Où aboutit  la «Route de la Soie maritime»? Comme par hasard  en Italie …

 Voilà pourquoi Li Keqiang a informé les Italiens que ceux énumérés ci-dessus ne sont qu’une « petite partie » des investissements futurs. L’acteur  incontesté est la Banque populaire de Chine, mais il faut dire que la stratégie chinoise de la Route de la Soie maritime implique des milliers d’entreprises publiques, les quatre plus grandes banques, le gouvernement et ses fonds souverains; une puissance de feu financière qui fait rêver les Américains, parce que pour eux « le feu financier» se réfère uniquement à « l’assouplissement quantitatif (QE) »  c’est-à-dire à l’inflation de monnaie fabriquée

Donc, l’Italie est une faille. La Dassù invite au  «pragmatisme» et souhaite au fond une sorte de G2 (Etats-Unis + Chine) en Italie dans un dispositif anti-allemand. Le 12 Novembre, Obama se rendra à Pékin. Le G2 est en vigueur dans le monde depuis l’entrée dans l’OMC de la Chine en 2001. Le raffinement diplomatique imposerait un tel scénario, mais la fougue impérialiste américaine est difficile à contenir. Il y a deux ans (dans le numéro  de Décembre 2012 de MARXVENTUNO « Du front externe au  front interne, les stratégies de libération nationale » nous annoncions  l’arrivée des chinois en Italie et une sorte de raffinement diplomatique avec les Américains pour ne pas faire obstacle à tout ceci. (1)

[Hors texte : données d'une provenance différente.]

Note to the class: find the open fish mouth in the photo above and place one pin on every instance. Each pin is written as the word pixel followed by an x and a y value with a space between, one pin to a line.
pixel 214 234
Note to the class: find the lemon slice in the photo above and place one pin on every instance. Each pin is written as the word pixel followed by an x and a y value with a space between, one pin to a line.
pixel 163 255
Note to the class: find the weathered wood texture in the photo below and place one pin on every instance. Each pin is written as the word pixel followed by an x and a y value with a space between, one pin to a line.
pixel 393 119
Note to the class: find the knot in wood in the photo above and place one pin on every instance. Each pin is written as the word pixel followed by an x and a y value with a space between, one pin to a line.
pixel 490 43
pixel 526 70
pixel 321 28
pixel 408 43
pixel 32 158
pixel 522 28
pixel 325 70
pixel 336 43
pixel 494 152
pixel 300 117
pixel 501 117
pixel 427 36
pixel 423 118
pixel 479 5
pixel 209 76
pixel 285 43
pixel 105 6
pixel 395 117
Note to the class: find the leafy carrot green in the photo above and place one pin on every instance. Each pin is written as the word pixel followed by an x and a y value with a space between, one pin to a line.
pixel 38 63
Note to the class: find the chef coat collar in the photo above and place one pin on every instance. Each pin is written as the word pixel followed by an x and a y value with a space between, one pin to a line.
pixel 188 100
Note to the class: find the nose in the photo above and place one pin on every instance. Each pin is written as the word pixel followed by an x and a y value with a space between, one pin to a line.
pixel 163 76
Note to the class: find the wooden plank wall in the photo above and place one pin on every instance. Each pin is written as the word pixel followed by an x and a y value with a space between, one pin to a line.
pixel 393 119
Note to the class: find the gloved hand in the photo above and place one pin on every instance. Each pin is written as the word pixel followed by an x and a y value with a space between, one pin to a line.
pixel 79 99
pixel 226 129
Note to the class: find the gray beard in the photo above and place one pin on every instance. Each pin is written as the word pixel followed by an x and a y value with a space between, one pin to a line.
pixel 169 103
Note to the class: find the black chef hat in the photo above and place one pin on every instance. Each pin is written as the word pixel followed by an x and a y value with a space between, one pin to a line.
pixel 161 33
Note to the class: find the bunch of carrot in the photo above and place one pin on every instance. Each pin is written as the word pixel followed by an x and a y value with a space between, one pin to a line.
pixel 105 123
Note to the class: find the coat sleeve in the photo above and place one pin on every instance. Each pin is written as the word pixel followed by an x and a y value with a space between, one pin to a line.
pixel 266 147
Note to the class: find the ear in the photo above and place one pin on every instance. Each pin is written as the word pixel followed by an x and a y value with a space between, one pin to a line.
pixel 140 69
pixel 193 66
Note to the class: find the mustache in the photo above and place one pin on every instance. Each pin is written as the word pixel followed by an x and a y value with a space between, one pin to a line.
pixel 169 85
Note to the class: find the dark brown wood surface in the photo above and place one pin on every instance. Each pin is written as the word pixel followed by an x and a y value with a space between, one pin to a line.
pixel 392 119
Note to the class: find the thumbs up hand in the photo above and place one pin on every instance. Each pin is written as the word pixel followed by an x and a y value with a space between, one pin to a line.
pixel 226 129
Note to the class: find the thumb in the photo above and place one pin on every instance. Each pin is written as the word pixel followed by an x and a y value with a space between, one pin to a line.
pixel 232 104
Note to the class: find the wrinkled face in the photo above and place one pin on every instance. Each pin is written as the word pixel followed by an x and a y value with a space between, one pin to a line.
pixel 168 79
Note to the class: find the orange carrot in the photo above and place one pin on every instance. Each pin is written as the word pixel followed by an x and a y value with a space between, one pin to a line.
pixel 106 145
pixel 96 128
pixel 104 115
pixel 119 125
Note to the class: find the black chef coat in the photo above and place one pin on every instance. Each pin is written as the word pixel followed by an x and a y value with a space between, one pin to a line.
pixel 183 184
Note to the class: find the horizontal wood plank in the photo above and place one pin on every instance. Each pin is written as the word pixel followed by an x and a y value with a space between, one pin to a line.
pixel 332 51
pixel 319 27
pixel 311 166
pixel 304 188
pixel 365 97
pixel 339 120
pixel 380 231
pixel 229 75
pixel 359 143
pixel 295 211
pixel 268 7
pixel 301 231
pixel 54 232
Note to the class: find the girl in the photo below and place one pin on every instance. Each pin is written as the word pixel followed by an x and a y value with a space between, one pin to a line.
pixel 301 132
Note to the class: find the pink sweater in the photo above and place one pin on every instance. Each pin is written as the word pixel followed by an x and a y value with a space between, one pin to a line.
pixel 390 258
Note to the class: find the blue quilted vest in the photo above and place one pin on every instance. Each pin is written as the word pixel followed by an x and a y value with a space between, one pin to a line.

Le scénario ainsi envisagé vient de commencer à se réaliser et, s’il devait se poursuivre  avec plus de vigueur, notre pays pourrait sortir de la tenaille austro-monétariste allemande, ce qui est en ce moment-ci  l’objectif prioritaire. Nous allons voir ce que vont faire  les Américains. Il faudra, outre des  analyses minutieuses, patience et longueur de temps, pour comprendre les mouvements des Chinois et des Américains. Il est à espérer, cependant, que Washington ne redémarre  pas la saison des bombes ou l’utilisation d’ISIS  (armée islamiste aussi appelée DAESH) en Italie pour contrer l’avancée de la Chine dans notre pays. Le premier objectif est de chasser d’Italie  les austromonétaristes  de la Troika et leurs collaborateurs.